My experience with them is they don't live that long. I bought 24 straight run in June of 2019. Butched all but one roo, and decided to keep him and the 8 hens through the winter. I was down to 3 ISAs and wanted the extra heat in the coop. The plan was to butcher them in the spring. Then I changed my mind and just kept them. The hens turned out to be pretty good layers but 5 have just up and died. (Another one was put down due a run in with my butthead GSD) Of the 2 that are left, one lays a cream colored egg and the other lays a brown egg. Eggs are large to extra large size. The roo is doing well and is the mellowist roo I've ever seen. I thought about hatching the eggs just to see what happens, but my understanding is they don't breed true.

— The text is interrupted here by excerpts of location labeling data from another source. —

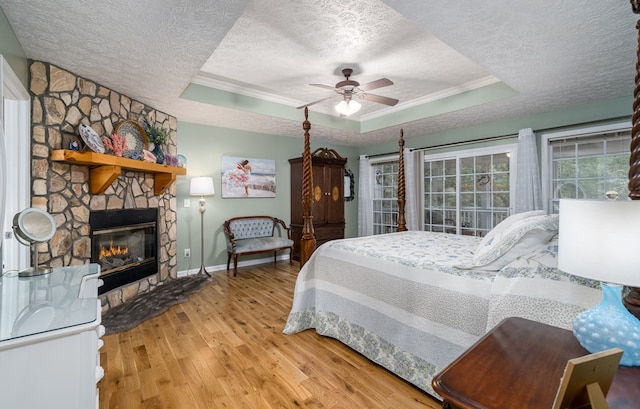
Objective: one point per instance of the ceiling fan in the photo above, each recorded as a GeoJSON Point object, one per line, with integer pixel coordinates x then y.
{"type": "Point", "coordinates": [350, 88]}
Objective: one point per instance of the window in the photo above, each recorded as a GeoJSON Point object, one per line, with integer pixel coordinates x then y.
{"type": "Point", "coordinates": [587, 166]}
{"type": "Point", "coordinates": [385, 197]}
{"type": "Point", "coordinates": [468, 192]}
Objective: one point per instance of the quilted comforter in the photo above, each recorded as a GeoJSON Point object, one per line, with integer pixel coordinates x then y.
{"type": "Point", "coordinates": [400, 299]}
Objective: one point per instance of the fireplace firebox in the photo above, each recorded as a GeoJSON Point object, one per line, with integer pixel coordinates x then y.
{"type": "Point", "coordinates": [124, 242]}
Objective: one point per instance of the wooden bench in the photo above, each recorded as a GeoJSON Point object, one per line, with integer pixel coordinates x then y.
{"type": "Point", "coordinates": [255, 234]}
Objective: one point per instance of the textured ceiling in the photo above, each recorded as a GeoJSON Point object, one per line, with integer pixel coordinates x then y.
{"type": "Point", "coordinates": [551, 54]}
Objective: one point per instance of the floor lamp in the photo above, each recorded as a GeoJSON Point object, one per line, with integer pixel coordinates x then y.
{"type": "Point", "coordinates": [202, 186]}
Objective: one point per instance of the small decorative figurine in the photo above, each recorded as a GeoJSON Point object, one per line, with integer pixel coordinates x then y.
{"type": "Point", "coordinates": [116, 144]}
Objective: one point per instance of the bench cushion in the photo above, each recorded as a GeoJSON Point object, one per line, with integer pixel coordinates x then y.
{"type": "Point", "coordinates": [251, 227]}
{"type": "Point", "coordinates": [260, 244]}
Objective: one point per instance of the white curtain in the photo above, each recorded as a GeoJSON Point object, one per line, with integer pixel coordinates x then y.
{"type": "Point", "coordinates": [411, 188]}
{"type": "Point", "coordinates": [365, 199]}
{"type": "Point", "coordinates": [528, 190]}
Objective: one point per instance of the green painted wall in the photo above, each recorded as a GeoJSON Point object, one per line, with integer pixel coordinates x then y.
{"type": "Point", "coordinates": [12, 51]}
{"type": "Point", "coordinates": [204, 147]}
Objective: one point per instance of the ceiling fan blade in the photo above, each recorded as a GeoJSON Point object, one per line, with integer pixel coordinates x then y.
{"type": "Point", "coordinates": [382, 82]}
{"type": "Point", "coordinates": [325, 87]}
{"type": "Point", "coordinates": [380, 99]}
{"type": "Point", "coordinates": [315, 102]}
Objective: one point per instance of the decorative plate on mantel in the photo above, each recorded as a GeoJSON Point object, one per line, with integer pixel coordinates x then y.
{"type": "Point", "coordinates": [91, 138]}
{"type": "Point", "coordinates": [136, 138]}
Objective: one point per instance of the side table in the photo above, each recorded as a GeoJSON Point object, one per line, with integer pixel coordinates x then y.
{"type": "Point", "coordinates": [519, 364]}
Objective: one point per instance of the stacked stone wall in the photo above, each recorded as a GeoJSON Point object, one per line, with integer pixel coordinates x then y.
{"type": "Point", "coordinates": [61, 101]}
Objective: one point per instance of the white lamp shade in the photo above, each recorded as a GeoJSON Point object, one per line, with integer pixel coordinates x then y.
{"type": "Point", "coordinates": [201, 186]}
{"type": "Point", "coordinates": [348, 107]}
{"type": "Point", "coordinates": [600, 239]}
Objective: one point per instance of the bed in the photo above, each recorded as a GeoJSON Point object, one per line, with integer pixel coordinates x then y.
{"type": "Point", "coordinates": [409, 302]}
{"type": "Point", "coordinates": [413, 301]}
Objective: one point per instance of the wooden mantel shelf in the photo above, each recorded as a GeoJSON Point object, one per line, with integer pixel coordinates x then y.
{"type": "Point", "coordinates": [106, 168]}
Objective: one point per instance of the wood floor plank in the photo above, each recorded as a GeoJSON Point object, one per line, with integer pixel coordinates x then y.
{"type": "Point", "coordinates": [224, 348]}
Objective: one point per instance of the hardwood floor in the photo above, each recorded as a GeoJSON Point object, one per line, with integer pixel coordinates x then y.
{"type": "Point", "coordinates": [224, 348]}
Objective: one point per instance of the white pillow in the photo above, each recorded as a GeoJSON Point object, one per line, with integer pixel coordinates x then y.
{"type": "Point", "coordinates": [504, 225]}
{"type": "Point", "coordinates": [520, 238]}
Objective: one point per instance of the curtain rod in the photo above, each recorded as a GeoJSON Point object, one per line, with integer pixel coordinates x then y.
{"type": "Point", "coordinates": [498, 137]}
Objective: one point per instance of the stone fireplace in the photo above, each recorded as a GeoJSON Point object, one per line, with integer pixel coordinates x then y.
{"type": "Point", "coordinates": [124, 242]}
{"type": "Point", "coordinates": [61, 101]}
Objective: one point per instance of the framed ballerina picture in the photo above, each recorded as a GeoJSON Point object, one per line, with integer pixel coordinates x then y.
{"type": "Point", "coordinates": [248, 177]}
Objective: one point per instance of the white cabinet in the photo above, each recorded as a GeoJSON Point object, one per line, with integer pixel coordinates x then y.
{"type": "Point", "coordinates": [49, 339]}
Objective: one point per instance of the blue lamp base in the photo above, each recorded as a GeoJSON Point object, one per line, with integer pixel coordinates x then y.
{"type": "Point", "coordinates": [609, 325]}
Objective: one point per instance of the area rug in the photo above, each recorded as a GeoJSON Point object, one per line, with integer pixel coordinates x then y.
{"type": "Point", "coordinates": [151, 304]}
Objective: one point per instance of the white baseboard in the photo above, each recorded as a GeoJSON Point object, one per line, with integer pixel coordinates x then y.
{"type": "Point", "coordinates": [221, 267]}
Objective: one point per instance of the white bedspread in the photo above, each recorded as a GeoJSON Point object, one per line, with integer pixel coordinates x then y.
{"type": "Point", "coordinates": [399, 300]}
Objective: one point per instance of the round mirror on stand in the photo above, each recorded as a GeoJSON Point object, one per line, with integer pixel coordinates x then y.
{"type": "Point", "coordinates": [33, 226]}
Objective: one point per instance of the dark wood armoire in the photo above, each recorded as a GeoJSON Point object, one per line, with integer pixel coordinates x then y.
{"type": "Point", "coordinates": [328, 197]}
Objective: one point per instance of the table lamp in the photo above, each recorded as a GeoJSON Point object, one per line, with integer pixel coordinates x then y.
{"type": "Point", "coordinates": [598, 240]}
{"type": "Point", "coordinates": [202, 186]}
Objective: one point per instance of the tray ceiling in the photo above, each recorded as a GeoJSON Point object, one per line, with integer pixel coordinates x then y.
{"type": "Point", "coordinates": [248, 64]}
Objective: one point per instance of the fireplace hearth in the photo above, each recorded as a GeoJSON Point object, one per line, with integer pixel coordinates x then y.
{"type": "Point", "coordinates": [124, 242]}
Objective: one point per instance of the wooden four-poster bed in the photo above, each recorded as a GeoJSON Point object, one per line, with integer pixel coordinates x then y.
{"type": "Point", "coordinates": [412, 301]}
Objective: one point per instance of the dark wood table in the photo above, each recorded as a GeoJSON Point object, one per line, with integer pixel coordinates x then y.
{"type": "Point", "coordinates": [519, 365]}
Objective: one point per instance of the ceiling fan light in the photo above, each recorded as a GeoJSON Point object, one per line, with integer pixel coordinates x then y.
{"type": "Point", "coordinates": [348, 107]}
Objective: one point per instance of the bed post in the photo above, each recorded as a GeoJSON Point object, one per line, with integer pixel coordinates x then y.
{"type": "Point", "coordinates": [402, 225]}
{"type": "Point", "coordinates": [308, 240]}
{"type": "Point", "coordinates": [632, 299]}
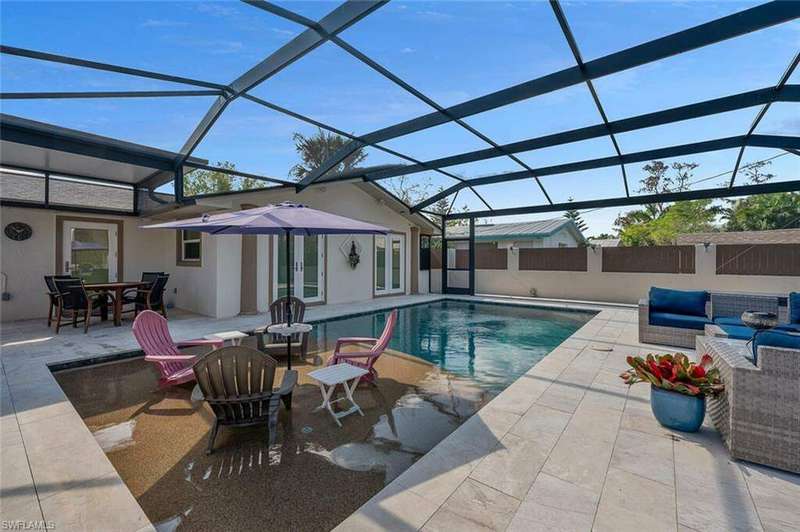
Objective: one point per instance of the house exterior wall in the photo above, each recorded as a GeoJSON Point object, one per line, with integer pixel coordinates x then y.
{"type": "Point", "coordinates": [214, 287]}
{"type": "Point", "coordinates": [26, 263]}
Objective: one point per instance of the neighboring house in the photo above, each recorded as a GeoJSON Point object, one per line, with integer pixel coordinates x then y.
{"type": "Point", "coordinates": [553, 233]}
{"type": "Point", "coordinates": [604, 242]}
{"type": "Point", "coordinates": [775, 236]}
{"type": "Point", "coordinates": [82, 225]}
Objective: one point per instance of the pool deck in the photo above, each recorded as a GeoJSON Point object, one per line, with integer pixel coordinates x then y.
{"type": "Point", "coordinates": [565, 447]}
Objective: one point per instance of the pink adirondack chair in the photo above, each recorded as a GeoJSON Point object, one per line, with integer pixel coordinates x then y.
{"type": "Point", "coordinates": [152, 333]}
{"type": "Point", "coordinates": [365, 359]}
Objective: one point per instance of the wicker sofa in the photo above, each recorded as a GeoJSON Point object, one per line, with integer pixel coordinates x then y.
{"type": "Point", "coordinates": [722, 319]}
{"type": "Point", "coordinates": [757, 414]}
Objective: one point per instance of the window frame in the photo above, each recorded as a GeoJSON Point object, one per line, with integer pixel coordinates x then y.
{"type": "Point", "coordinates": [181, 259]}
{"type": "Point", "coordinates": [388, 265]}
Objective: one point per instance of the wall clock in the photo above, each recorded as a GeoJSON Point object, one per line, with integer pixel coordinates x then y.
{"type": "Point", "coordinates": [18, 231]}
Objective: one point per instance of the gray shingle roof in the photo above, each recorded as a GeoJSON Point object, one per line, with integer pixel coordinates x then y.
{"type": "Point", "coordinates": [520, 230]}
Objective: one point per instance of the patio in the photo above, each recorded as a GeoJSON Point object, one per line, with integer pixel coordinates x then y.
{"type": "Point", "coordinates": [568, 446]}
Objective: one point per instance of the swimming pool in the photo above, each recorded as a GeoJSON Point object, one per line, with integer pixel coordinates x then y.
{"type": "Point", "coordinates": [491, 344]}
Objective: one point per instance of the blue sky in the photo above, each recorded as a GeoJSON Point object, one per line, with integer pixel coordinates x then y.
{"type": "Point", "coordinates": [451, 51]}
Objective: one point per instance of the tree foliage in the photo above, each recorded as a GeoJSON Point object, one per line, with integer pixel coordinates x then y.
{"type": "Point", "coordinates": [575, 216]}
{"type": "Point", "coordinates": [682, 217]}
{"type": "Point", "coordinates": [315, 149]}
{"type": "Point", "coordinates": [199, 181]}
{"type": "Point", "coordinates": [763, 212]}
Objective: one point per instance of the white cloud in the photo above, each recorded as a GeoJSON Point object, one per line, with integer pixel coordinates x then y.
{"type": "Point", "coordinates": [282, 32]}
{"type": "Point", "coordinates": [434, 15]}
{"type": "Point", "coordinates": [162, 23]}
{"type": "Point", "coordinates": [217, 10]}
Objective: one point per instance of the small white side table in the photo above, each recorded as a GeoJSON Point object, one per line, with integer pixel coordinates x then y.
{"type": "Point", "coordinates": [288, 330]}
{"type": "Point", "coordinates": [328, 378]}
{"type": "Point", "coordinates": [234, 336]}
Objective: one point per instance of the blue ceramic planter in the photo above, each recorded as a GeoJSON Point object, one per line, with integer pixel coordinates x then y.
{"type": "Point", "coordinates": [676, 410]}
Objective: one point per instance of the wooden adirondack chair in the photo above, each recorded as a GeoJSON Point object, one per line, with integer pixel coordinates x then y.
{"type": "Point", "coordinates": [237, 384]}
{"type": "Point", "coordinates": [152, 333]}
{"type": "Point", "coordinates": [365, 359]}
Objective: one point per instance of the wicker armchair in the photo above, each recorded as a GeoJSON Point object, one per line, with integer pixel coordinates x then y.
{"type": "Point", "coordinates": [661, 335]}
{"type": "Point", "coordinates": [757, 414]}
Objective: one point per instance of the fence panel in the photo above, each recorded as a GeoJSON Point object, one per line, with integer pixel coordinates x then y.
{"type": "Point", "coordinates": [758, 259]}
{"type": "Point", "coordinates": [553, 259]}
{"type": "Point", "coordinates": [649, 259]}
{"type": "Point", "coordinates": [489, 257]}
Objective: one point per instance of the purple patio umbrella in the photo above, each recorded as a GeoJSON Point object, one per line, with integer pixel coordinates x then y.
{"type": "Point", "coordinates": [283, 219]}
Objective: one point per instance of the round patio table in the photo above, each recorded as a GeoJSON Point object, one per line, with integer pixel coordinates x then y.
{"type": "Point", "coordinates": [118, 288]}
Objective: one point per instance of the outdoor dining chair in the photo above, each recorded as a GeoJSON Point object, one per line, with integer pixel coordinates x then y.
{"type": "Point", "coordinates": [147, 277]}
{"type": "Point", "coordinates": [72, 298]}
{"type": "Point", "coordinates": [148, 298]}
{"type": "Point", "coordinates": [152, 333]}
{"type": "Point", "coordinates": [274, 344]}
{"type": "Point", "coordinates": [237, 383]}
{"type": "Point", "coordinates": [52, 294]}
{"type": "Point", "coordinates": [365, 359]}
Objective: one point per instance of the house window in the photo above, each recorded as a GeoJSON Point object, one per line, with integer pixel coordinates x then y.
{"type": "Point", "coordinates": [189, 248]}
{"type": "Point", "coordinates": [389, 264]}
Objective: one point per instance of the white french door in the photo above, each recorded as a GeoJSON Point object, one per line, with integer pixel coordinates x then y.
{"type": "Point", "coordinates": [90, 251]}
{"type": "Point", "coordinates": [307, 259]}
{"type": "Point", "coordinates": [390, 269]}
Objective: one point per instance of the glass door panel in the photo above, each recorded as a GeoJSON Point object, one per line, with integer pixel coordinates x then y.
{"type": "Point", "coordinates": [307, 265]}
{"type": "Point", "coordinates": [280, 266]}
{"type": "Point", "coordinates": [396, 264]}
{"type": "Point", "coordinates": [311, 267]}
{"type": "Point", "coordinates": [380, 263]}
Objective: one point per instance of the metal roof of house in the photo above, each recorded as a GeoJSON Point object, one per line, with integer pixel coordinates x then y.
{"type": "Point", "coordinates": [605, 242]}
{"type": "Point", "coordinates": [775, 236]}
{"type": "Point", "coordinates": [518, 231]}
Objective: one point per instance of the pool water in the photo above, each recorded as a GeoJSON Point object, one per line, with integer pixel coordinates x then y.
{"type": "Point", "coordinates": [490, 344]}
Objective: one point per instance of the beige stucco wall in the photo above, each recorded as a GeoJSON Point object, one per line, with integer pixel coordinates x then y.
{"type": "Point", "coordinates": [26, 263]}
{"type": "Point", "coordinates": [214, 288]}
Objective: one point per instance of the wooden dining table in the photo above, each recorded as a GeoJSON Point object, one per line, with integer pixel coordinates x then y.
{"type": "Point", "coordinates": [117, 288]}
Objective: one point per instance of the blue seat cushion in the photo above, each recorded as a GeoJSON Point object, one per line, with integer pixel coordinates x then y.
{"type": "Point", "coordinates": [681, 321]}
{"type": "Point", "coordinates": [775, 338]}
{"type": "Point", "coordinates": [789, 327]}
{"type": "Point", "coordinates": [729, 320]}
{"type": "Point", "coordinates": [688, 302]}
{"type": "Point", "coordinates": [738, 332]}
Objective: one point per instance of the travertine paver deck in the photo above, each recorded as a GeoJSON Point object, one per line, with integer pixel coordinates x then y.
{"type": "Point", "coordinates": [51, 469]}
{"type": "Point", "coordinates": [569, 447]}
{"type": "Point", "coordinates": [565, 447]}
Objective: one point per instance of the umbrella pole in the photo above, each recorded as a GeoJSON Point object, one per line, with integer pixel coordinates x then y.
{"type": "Point", "coordinates": [289, 272]}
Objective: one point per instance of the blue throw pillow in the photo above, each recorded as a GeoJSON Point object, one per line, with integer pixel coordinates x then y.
{"type": "Point", "coordinates": [794, 307]}
{"type": "Point", "coordinates": [775, 338]}
{"type": "Point", "coordinates": [689, 302]}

Late to this conversation, but interesting year with Freedom Rangers. This is my experience with the breed:
I bought six Freedom Rangers chicks in March of 2020 to add to my flock. I figured dual purpose was not a bad thing, given the way things felt back then.
The chickens grew freakishly fast, fastest I've ever seen. And they became huge by 12 weeks. They were raised with a few Sebright chicks and even though they always towered over them, they were always sweet towards the Sebrights, almost nurturing.
Around week thirteen, two of them just died suddenly. I never weighed them, but my neighbor, a homesteader with a mixed flock, picked one up and said it felt like a small turkey. He said, thinking that they were more for meat, "They seem like they should be in the freezer." They were ginormous.
Two turned out to be roosters, Hector and Billy Bob. I have never known stranger roosters. Hector was free range most of the time and took to hiding in the bushes to ambush us from behind. We separated the two because Hector was just brutal to Billy Bob, chasing him and ambushing him whenever he could. It was almost embarrassing seeing these two fat roosters running, one chasing the other. We are not allowed to have roosters in our town, and they were crowing rarely so we thought we might hang on to them. Well, one day a switch was thrown and they both started singing to each other every minute on the minute, it seemed. So we decided to process them. I gave Hector to my neighbor to process and I processed Billy Bob. On the day the neighbor took Hector,
he chokingly yelled to Billy Bob, "Hey do you want one last shot at this guy, Billy Bob?" and he held Hector about a foot off the ground. Billy Bob made a sprint right up to Hector and pecked him right on the head. It was stunning.
The meat was excellent. The skin very yellow and fatty.
The two girls remaining, Hellen and Gertie, are good egg layers and gave us eggs through most of this winter. They lay medium sized brown eggs. Helen is at the top of the order and Gertie is her enforcer.
Compared to my Australorps and Marans, Hellen and Gertie are not particularly friendly and on the flighty side.
I would not buy this breed again. If I was raising birds to process in the tenth or eleventh week, I would consider them, however.